Decían que la casa de los Ruiz estaba encantada. Una familia corriente, padre, madre y un niño de seis o siete años, se pasaban las noches medio en vela escuchando pasos, golpes de puertas cerrándose, y viendo alguna sombra desplazarse por las estancias.
Siempre que algún familiar o amigo venía a pasar unos días con nuestra familia protagonista, esta se lo advertía:
—Pasan cosas raras en nuestro hogar, sobre todo de madrugada. Si queréis dormir bien, os sugerimos un hotel…
—¡Qué tonterías! –decían incrédulos, y se quedaban. Pero a la mañana siguiente las opiniones eran bien distintas:
—¡Jolines, qué nochecita! Toda ella en vela, con la cabeza bajo la manta, sin atrevernos a asomar.
—Ya os lo dijimos.
—Si no os importa, vamos a buscar un hotel.
Sí. En esta casa, todo el que pernoctaba amanecía inquieto, angustiado, temeroso… todos menos el niño, que nunca mostraba ningún signo de perturbación. Los padres se hacían cruces ante la tranquilidad del hijo:
—¿Has visto nuestro pequeño? No parece afectarle nada de lo que pasa.
—Quizás no se entera… aunque no acabe de entenderlo.
—Pues mejor así, ¿no te parece?
En una ocasión, el crío se quedó solo en casa. Sus papás le dijeron:
—Cariño, vamos un momento al supermercado. Tardaremos no más de media hora. No abras la puerta a nadie, ¿de acuerdo?
—De acuerdo, papá.
El niño, apenas los padres salieron, empezó a escuchar ruidos que venían de la cocina. Marchó hacia allí y, al entrar, vio un hombre curioseando.
—Hola -dijo el crío. El caballero se volvió de sopetón, al verse sorprendido. El muchacho prosiguió hablando:
—¿Qué estás haciendo en mi cocina?
—¿Es que puedes verme? –balbuceó el caballero.
—Claro. Estás ahí, de pie, junto a la nevera.
—¿Y cómo voy vestido?
—Llevas un traje gris claro, y una corbata negra.
—Cierto. ¿No te doy un poco de miedo?
—Pues no. ¿Por qué me preguntas eso?
—Porque no me conoces –sentenció el señor.
—Sí te conozco –replicó el muchachito-, te pareces mucho al que está en una foto que hay en el mueble de la salita. ¿Quieres que vayamos a verla?
—Claro, pequeño.
Niño y adulto se dirigieron a la salita, y en una cómoda llena de fotografías enmarcadas, había una que llamó la atención de ambos.
—¿Ves? –dijo el niño.
—Tienes razón. Me parezco bastante a ese señor. ¿Quién es?
—Creo que el abuelo de mi mamá.
—¿Sabes cómo se llama?
—No.
Permanecieron algunos instantes en silencio, observando todas las fotos expuestas, hasta que el pequeño inició otra conversación:
—Eres tú el que hace tantos ruidos por la noche, ¿a que sí?
—Sí, en efecto –respondió el señor.
—Deberías ser más silencioso; papá y mamá se asustan al oírte.
—Pero tú no.
—No, para nada.

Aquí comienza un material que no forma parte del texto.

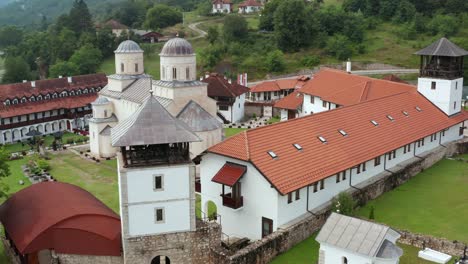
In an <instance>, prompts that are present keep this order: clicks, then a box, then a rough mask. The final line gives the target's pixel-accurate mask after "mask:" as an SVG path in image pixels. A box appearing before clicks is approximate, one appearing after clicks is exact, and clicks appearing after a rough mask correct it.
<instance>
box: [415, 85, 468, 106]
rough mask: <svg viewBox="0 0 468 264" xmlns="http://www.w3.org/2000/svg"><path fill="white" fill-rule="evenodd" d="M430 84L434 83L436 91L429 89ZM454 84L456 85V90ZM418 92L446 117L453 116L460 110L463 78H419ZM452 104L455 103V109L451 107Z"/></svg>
mask: <svg viewBox="0 0 468 264" xmlns="http://www.w3.org/2000/svg"><path fill="white" fill-rule="evenodd" d="M432 82H436V89H434V90H432V89H431V84H432ZM456 83H458V88H457V89H456ZM418 92H420V93H421V94H423V95H424V96H425V97H426V98H427V99H429V100H430V101H431V102H432V103H434V104H435V105H436V106H437V107H439V108H440V109H441V110H442V111H444V112H445V113H446V114H447V115H453V114H455V113H458V112H460V110H461V98H462V92H463V78H459V79H456V80H442V79H431V78H419V79H418ZM454 102H456V107H455V108H454V107H453V103H454Z"/></svg>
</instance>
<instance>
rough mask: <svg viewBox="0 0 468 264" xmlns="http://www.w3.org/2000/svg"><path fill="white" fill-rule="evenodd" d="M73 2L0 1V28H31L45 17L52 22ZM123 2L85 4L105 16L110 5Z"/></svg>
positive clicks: (49, 20)
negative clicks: (42, 17)
mask: <svg viewBox="0 0 468 264" xmlns="http://www.w3.org/2000/svg"><path fill="white" fill-rule="evenodd" d="M73 1H74V0H17V1H12V0H1V1H0V26H1V25H20V26H32V25H35V24H38V23H40V21H41V20H42V17H43V16H45V17H46V18H47V21H49V22H50V21H53V20H54V19H55V18H57V17H58V16H60V15H62V14H64V13H68V11H69V10H70V8H71V6H72V4H73ZM121 1H123V0H87V1H86V3H87V4H88V7H89V8H90V10H91V12H92V13H93V14H94V15H98V16H99V15H100V14H105V13H106V9H108V7H109V5H110V4H113V3H118V2H121Z"/></svg>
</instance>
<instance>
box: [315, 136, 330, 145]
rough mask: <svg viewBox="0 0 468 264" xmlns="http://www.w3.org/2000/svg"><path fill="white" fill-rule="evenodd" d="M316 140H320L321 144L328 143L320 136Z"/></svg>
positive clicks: (317, 137)
mask: <svg viewBox="0 0 468 264" xmlns="http://www.w3.org/2000/svg"><path fill="white" fill-rule="evenodd" d="M317 138H318V139H319V140H320V142H322V143H323V144H327V143H328V141H327V140H326V139H325V138H324V137H322V136H318V137H317Z"/></svg>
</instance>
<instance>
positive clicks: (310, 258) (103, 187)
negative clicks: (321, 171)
mask: <svg viewBox="0 0 468 264" xmlns="http://www.w3.org/2000/svg"><path fill="white" fill-rule="evenodd" d="M49 153H50V157H51V160H50V161H49V163H50V165H51V169H50V174H51V175H52V176H53V177H54V178H56V179H57V180H58V181H60V182H67V183H72V184H75V185H77V186H80V187H82V188H83V189H85V190H87V191H89V192H91V193H92V194H93V195H95V196H96V197H97V198H98V199H100V200H101V201H103V202H104V203H105V204H106V205H108V206H109V207H110V208H111V209H113V210H114V211H115V212H117V213H118V212H119V208H118V204H119V202H118V198H119V197H118V183H117V169H116V160H115V159H112V160H101V161H100V162H99V163H98V162H95V161H92V160H90V159H87V158H85V157H84V154H85V153H86V152H83V154H81V155H80V154H79V153H77V152H75V153H74V152H72V151H70V150H64V151H58V152H52V151H51V152H49ZM29 159H30V157H26V158H24V159H19V160H14V161H10V162H9V163H10V167H11V172H12V175H11V176H10V177H6V178H4V179H2V183H4V184H6V185H8V186H9V193H10V194H12V193H15V192H17V191H18V190H20V189H22V188H24V187H27V186H29V185H30V183H29V181H28V179H27V178H25V177H24V175H23V173H22V169H21V166H23V165H25V164H26V163H27V162H28V160H29ZM457 159H458V160H449V159H444V160H442V161H440V162H438V163H437V164H436V165H434V166H433V167H431V168H430V169H427V170H425V171H424V172H423V173H420V174H419V175H417V176H416V177H414V178H413V179H411V180H409V181H408V182H407V183H406V184H403V185H401V186H400V187H398V188H396V189H395V190H393V191H390V192H388V193H385V194H384V195H382V196H380V197H379V198H377V199H376V200H373V201H370V202H369V203H368V204H367V205H365V206H364V207H362V208H360V209H358V211H357V215H358V216H360V217H363V218H368V217H369V211H370V208H371V206H372V207H374V210H375V211H374V213H375V220H376V221H378V222H380V223H384V224H387V225H389V226H391V227H394V228H398V229H401V230H409V231H411V232H414V233H422V234H426V235H432V236H436V237H444V238H447V239H449V240H458V241H464V242H468V241H467V240H466V238H467V237H468V227H466V225H465V223H466V222H468V214H466V213H465V214H463V212H468V208H467V207H468V203H467V202H466V195H464V192H463V189H464V188H466V185H467V184H468V182H466V179H463V177H464V175H465V174H466V173H468V162H467V161H468V156H467V155H464V156H460V157H457ZM20 180H23V181H24V182H25V184H24V185H19V184H18V182H19V181H20ZM442 197H443V198H444V199H442ZM407 201H412V202H411V203H408V202H407ZM449 204H458V205H459V206H458V207H457V208H456V210H450V208H453V207H452V206H450V205H449ZM429 206H430V207H431V208H433V209H432V210H433V211H428V210H426V209H425V208H428V207H429ZM429 215H430V217H429ZM417 223H419V224H417ZM399 246H400V247H401V248H402V249H404V251H405V255H404V256H403V257H402V258H401V261H400V262H401V263H415V264H424V263H429V262H425V261H424V260H421V259H418V258H417V250H418V249H417V248H415V247H411V246H407V245H402V244H399ZM318 248H319V244H318V243H317V242H316V241H315V235H314V236H312V237H310V238H309V239H307V240H305V241H303V242H301V243H299V244H298V245H296V246H295V247H294V248H292V249H291V250H290V251H288V252H286V253H284V254H282V255H280V256H278V257H277V258H276V259H275V260H274V261H273V262H272V263H275V264H283V263H313V262H311V261H314V260H317V257H318ZM4 261H6V258H5V256H4V254H3V249H0V262H1V263H4Z"/></svg>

Te veo muchas veces cómo vas al comedor o a la cocina, y te pones a abrir los armarios. ¿Qué es lo que buscas?
—Pues no lo sé, la verdad. Siento el impulso de mirar dentro, pero cuando abro las puertas se me olvida lo que quería. Esto me deja un poco aturdido…
—¿Y te sientes un poquito mal? –dijo el niño con tono de preocupación.
—Así es –repuso el hombre.
—¿Sabes lo que hago yo cuando me siento mal? Rezo a mi Ángel de la Guarda.
—¿Ángel de la Guarda?
—Sí. Mamá dice que todos tenemos uno que nos cuida. A lo mejor tú también lo tienes.
—No sé…
—Podías probar. ¿Quieres que le recemos juntos?
—Vale.
El niño y el hombre bien trajeado se pusieron a orar y, a los pocos instantes, el adulto se desvaneció en el aire; se disipó como el humo de un cigarro. En principio, el pequeño se sorprendió, pero enseguida meditó y sacó sus propias conclusiones:
—Bah… Seguro que se ha ido al parque, con su ángel guardián.